Todavía no hay mucha gente. Pongo mi música disco de los 70 en homenaje a la vieja ciudad. Esquivo un barrendero por aquí, un ciclista por allá, nada importante. Vuelvo a notar que hay gente abajo y me doy cuenta de que es porque no hay adoquines. De hecho, han cerrado una calle de doble sentido a la altura del río, para que la gente corra, camine y circule. Hay cientos de personas ahí abajo. Así que me uno al pelotón, paso por el Palacio y el Louvre, llego a la Tour d'Eiffel y regreso. Soy un corredor de París. La ciudad me da la bienvenida. Intento no mirar demasiado a los franceses que pasan. La mayoría son hombres mayores y casi todos corren en mallas. Bueno, les gustan los speedos, así que es una progresión natural. Supongo que sí.

Dejar el Sena, volver a mi hotel. O creo que lo hago. Después de todo, soy una navegante extraordinaria. Excepto que, de alguna manera, estoy en el 5º y se supone que estoy en el 6º. Y una vez que salgo del río, no hay puntos de referencia, todo está a la misma altura. A estas alturas ya he corrido todo lo que quería. No me preocupa, porque, c'est la vie. Soy un corredor de París. Pero pasan otros quince minutos y me doy cuenta de que tampoco tengo un céntimo encima. Podría quedarme atascado en este laberinto. Mis piernas podrían dejar de querer correr. Puede que empiece a sentir ansiedad.

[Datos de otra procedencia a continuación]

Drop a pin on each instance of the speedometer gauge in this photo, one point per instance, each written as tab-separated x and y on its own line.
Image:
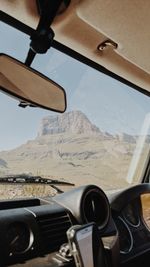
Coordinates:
19	238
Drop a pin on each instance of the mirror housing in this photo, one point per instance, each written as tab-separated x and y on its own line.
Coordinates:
29	86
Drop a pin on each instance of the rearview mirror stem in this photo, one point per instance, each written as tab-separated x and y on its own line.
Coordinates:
42	37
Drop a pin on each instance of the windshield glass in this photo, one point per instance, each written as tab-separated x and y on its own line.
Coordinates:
102	138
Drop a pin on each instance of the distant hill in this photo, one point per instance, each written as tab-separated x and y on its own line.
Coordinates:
74	122
70	147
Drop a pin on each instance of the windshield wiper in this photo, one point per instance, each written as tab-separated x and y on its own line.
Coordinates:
34	179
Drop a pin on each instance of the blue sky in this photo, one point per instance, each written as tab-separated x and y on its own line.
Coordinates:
112	106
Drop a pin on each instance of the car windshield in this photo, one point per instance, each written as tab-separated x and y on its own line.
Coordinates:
102	138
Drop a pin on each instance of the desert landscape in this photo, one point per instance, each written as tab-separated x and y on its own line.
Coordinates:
69	148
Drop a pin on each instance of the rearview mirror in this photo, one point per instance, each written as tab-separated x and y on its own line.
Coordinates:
30	86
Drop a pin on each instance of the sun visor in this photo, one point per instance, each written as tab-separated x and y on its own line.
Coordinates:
87	24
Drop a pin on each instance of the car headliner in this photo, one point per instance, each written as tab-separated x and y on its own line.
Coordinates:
86	24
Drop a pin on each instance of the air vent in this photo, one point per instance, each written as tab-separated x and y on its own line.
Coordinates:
53	229
96	207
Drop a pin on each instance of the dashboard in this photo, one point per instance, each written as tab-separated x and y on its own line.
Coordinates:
33	231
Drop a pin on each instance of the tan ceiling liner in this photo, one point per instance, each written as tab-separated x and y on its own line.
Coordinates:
85	24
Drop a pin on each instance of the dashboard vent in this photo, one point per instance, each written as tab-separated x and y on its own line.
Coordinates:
53	229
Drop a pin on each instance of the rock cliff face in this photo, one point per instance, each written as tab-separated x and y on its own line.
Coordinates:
72	122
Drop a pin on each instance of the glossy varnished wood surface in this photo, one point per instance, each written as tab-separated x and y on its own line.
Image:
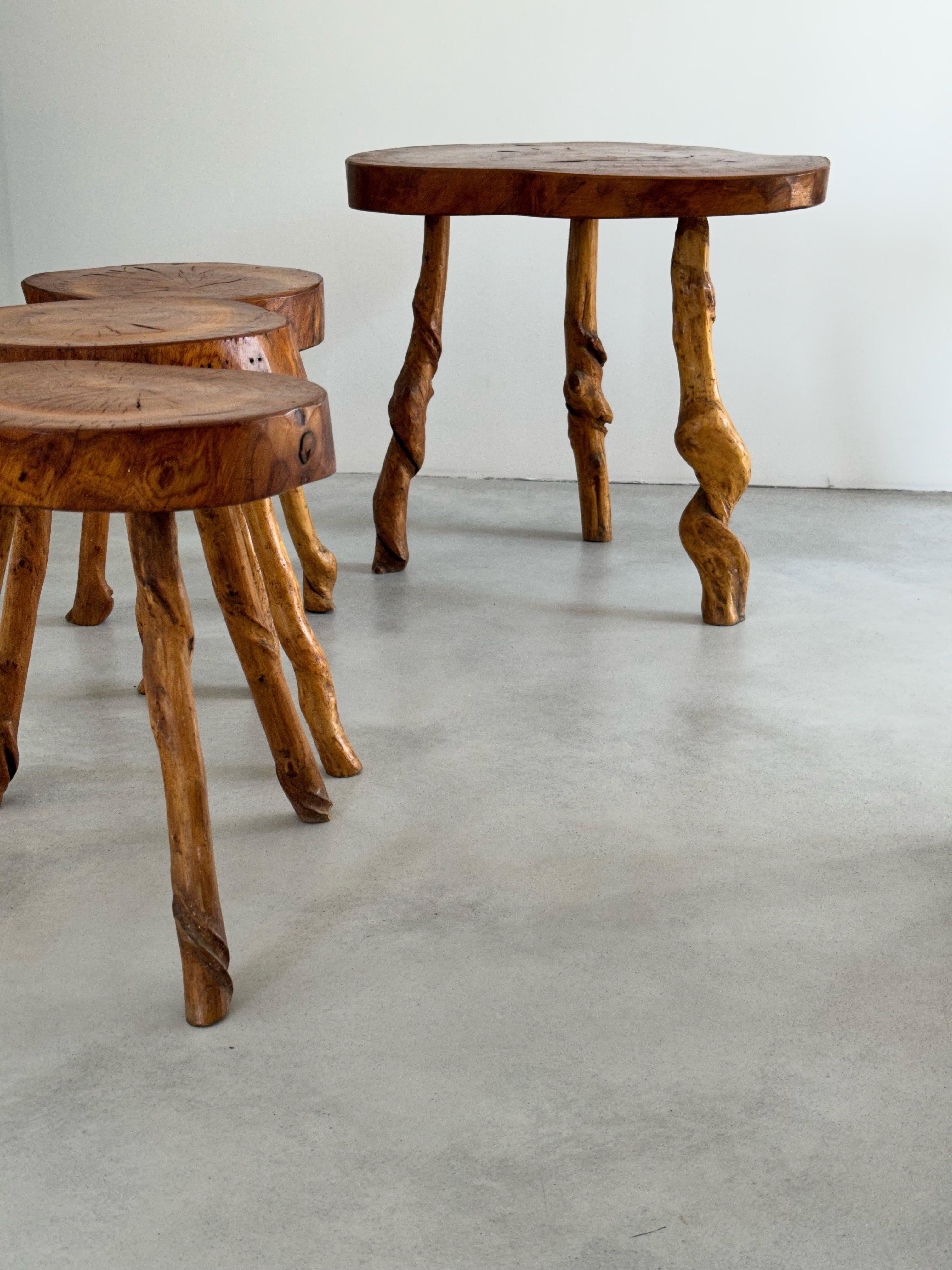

Solía tomar clases de piano con la Sra. Husted. Me encantaba. Vivía a un kilómetro y medio de mí si atravesabas las colinas y los bosques, un poco más si te mantenías en las carreteras. Un día, después de las clases, cuando tenía unos ocho años, estaba segura de poder llegar a casa. Subí su calle a la derecha, bajé la gran y larga colina y giré a la izquierda. Y entonces me quedé atascado. Iba andando, pero parecía mucho más lejos de lo que había imaginado. Empecé a llorar. ¿Qué pasaría si me perdiera aquí para siempre, me echarían de menos mis padres? ¿Pensarían en mí mis hermanas y mi hermanito? ¿Y si una persona mala me agarraba? Nunca podría volver a casa. Oh, qué lamentable me veía. Y una amable anciana salió de su casa y me invitó a entrar. Tuve visiones de Blancanieves siendo engañada por la bruja malvada. Pero decidí ser valiente y entré y afortunadamente recordé mi número y ella llamó y mi abuelo vino a recogerme. Seguramente se imaginó algo así porque aquí estoy cuatro décadas después y viva.

Bueno, en cualquier caso, sigo corriendo y veo una puerta que me resulta familiar. Lo es. Es la puerta del jardín de Luxemburgo. Corro hacia el interior. Las flores de verano siguen floreciendo, los niños navegan con sus yates teledirigidos en el estanque, la gente pasea y corre. Sí. Estoy en el camino correcto. Me relajo y disfruto de la belleza. Y entonces me doy cuenta de que es un poco más grande de lo que pensaba. No sé qué camino tomar. Veo a un agente de policía que me indica cómo proceder en francés rápido pero con señales de mano. He ido exactamente en la dirección contraria. ¡Merci beaucoup! le digo, y me dirijo de nuevo, pero sólo he podido entender una parte de lo que ha dicho. Y vuelvo a estar un poco perdido hasta que veo a un hombrecillo. Me recuerda a mi tío Marceau. Se acerca a mi hombro y frunce el ceño. Me atrevo y le pregunto por el San Suplicio. Me señala una dirección cercana a la que consideré ir antes de tomar, al parecer, otra decisión equivocada. ¡Merci Beaucoup! Le sonrío, me dirijo de nuevo y voilá. Ahí está. La fuente, la catedral, el hotel. Estoy salvado. También voy a tener que pensar en una mejor manera de recordar mi ruta. Tal vez deje caer migas de pan.